Und ja, Schwalben flattern, aber dann gibt es den Moment, in dem sie ganz still gleiten, getragen werden. Als wäre plötzlich etwas geschehen, eine Entscheidung gefallen über das wohin, als hätten sie für einen Augenblick eine andere Luft, als hätten sie etwas gesehen, eine unbegreifbare Sicherheit und dann fällt all die Anstrengung des Flatterns, der Ungewissheit ab und es scheint ganz selbstverständlich, leicht, ohne sich selbst zu bewegen, sind sie doch ganz Bewegung.

befiehl du deine wege
wir folgen streifen
sehnen den punkt


auch hier stehe ich satd & werd schier malad
weil ich es nicht orten kann
wer ist denn jetzt das wir? war es mir nicht eben noch ein ich & ein du???

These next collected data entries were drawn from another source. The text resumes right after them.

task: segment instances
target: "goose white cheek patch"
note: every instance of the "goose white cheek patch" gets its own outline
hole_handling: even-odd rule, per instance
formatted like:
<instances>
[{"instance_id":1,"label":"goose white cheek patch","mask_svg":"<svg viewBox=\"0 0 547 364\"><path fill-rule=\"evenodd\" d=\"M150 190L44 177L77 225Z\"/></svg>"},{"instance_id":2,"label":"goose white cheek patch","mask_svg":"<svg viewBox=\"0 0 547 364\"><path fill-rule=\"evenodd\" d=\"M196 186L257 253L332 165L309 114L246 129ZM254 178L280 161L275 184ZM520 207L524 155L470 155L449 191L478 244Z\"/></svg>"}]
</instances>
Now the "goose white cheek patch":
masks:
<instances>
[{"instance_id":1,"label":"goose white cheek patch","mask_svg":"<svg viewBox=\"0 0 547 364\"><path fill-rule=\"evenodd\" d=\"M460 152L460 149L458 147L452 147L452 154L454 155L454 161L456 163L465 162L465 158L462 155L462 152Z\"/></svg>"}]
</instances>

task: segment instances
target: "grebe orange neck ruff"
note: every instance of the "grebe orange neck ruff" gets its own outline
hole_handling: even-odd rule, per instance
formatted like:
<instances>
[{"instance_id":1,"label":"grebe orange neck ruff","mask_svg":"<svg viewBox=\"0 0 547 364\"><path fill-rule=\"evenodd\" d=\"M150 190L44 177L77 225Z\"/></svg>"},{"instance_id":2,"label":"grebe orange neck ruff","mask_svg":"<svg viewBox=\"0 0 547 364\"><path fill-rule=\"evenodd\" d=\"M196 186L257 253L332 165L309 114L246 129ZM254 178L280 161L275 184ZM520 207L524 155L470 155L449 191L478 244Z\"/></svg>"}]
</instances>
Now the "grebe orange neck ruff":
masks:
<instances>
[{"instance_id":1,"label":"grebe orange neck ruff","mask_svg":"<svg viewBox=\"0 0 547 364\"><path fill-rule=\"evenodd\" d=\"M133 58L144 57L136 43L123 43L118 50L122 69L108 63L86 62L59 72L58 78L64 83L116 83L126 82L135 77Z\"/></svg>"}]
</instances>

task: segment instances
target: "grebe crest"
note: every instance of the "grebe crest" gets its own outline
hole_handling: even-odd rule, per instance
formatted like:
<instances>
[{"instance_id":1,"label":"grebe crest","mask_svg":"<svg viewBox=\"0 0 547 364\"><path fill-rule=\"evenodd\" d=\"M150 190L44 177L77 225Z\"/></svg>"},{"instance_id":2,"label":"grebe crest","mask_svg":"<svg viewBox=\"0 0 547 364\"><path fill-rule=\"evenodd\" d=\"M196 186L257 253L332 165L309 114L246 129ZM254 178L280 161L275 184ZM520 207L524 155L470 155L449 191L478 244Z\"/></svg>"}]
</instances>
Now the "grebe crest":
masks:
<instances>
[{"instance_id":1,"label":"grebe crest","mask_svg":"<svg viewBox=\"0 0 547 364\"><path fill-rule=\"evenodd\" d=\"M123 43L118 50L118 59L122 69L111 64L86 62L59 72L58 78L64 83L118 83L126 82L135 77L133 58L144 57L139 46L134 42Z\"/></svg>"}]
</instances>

ich dachte nicht, dass das „wir“ hier fragen aufwerfen würde. aber es liegt an der zeile davor, oder?
„befiehl du deine wege“ ist ein Liedtietel, das verwirrt, stimmt. :-( Wird es so klarer (ich änder mal oben, muss es mir aber selbst noch mal ansehen, vielleicht fällt mir auch noch was anderes ein):

wir horchen auf: befiehl du deine wege
folgen streifen
sehnen den punkt

Das „du“ bezieht sich also auf „Ich“ und „Du“ bzw. eine Allgemeinheit, es ist ein Gedanke von Außen.
Ich finde das Wort „befehlen“ hier spannend, denn es meint (eigentlich und doch in der Konsequenz wieder nicht) nicht das, was man heute darunter versteht, sondern: Jemandem etwas in die Hände legen, anvertrauen, übertragen. Wenn man es heute liest, ist es dann beinahe ein Spiegel, der diese Verantwortung wieder auf einen selbst zurückwirft.
die streifen und die punkte kann ich bildhaft erklären, es könnten (Wander)wegmarkierungen sein, darüberhinaus bin ich selbst noch am erkunden, kann es zumindest noch nicht Wortfest machen.
jetzt die letzten beiden absätze wieder ein du & ein ich
die sonne aussperren, fein
aber wenn ich die sonne aussperre, bin ich höhlenwillig, oder?
oder meint das hier: so müde sein, dass man der höhle, dem sonnenleeren raum bedarf?

das du und das ich, das zum wir wird, ist hoffentlich jetzt klarer
höhlenwillig ist fein, so müde sein auch. Ich denke das „solang“ wäre hier noch ein Schlüsselwort.

danke für deinen Kommentar, sie sind immer eine Herausforderung, machen sichtbar und geben neue Anreize auch das hier:
noel hat geschrieben:ala himmelhochjauchzend & zu tode betrübt, sei nicht das, was man liebt, sondern das sein
ohne wenn & aber
denn dOrt ist der hort in denen sich das selbst zu wilden windungen erhebt & lebt

vielleicht sind es die wilden Windungen der Schwalben

noel hat geschrieben:dass das du nicht nur nicht die gipfel ebnen soll

das ist interessant für mich, dass du das so liest.

liebe Grüße smile

Hallo Perry,

der Berg und die Erdbeeren sind mir nicht verzichtbar. ;-) Das scharren nach Holz ist sicherlich eines der ver(wirren)den Bilder, die sich einem selbst öffnen muss, schade, dass das bei dir nicht gelingt.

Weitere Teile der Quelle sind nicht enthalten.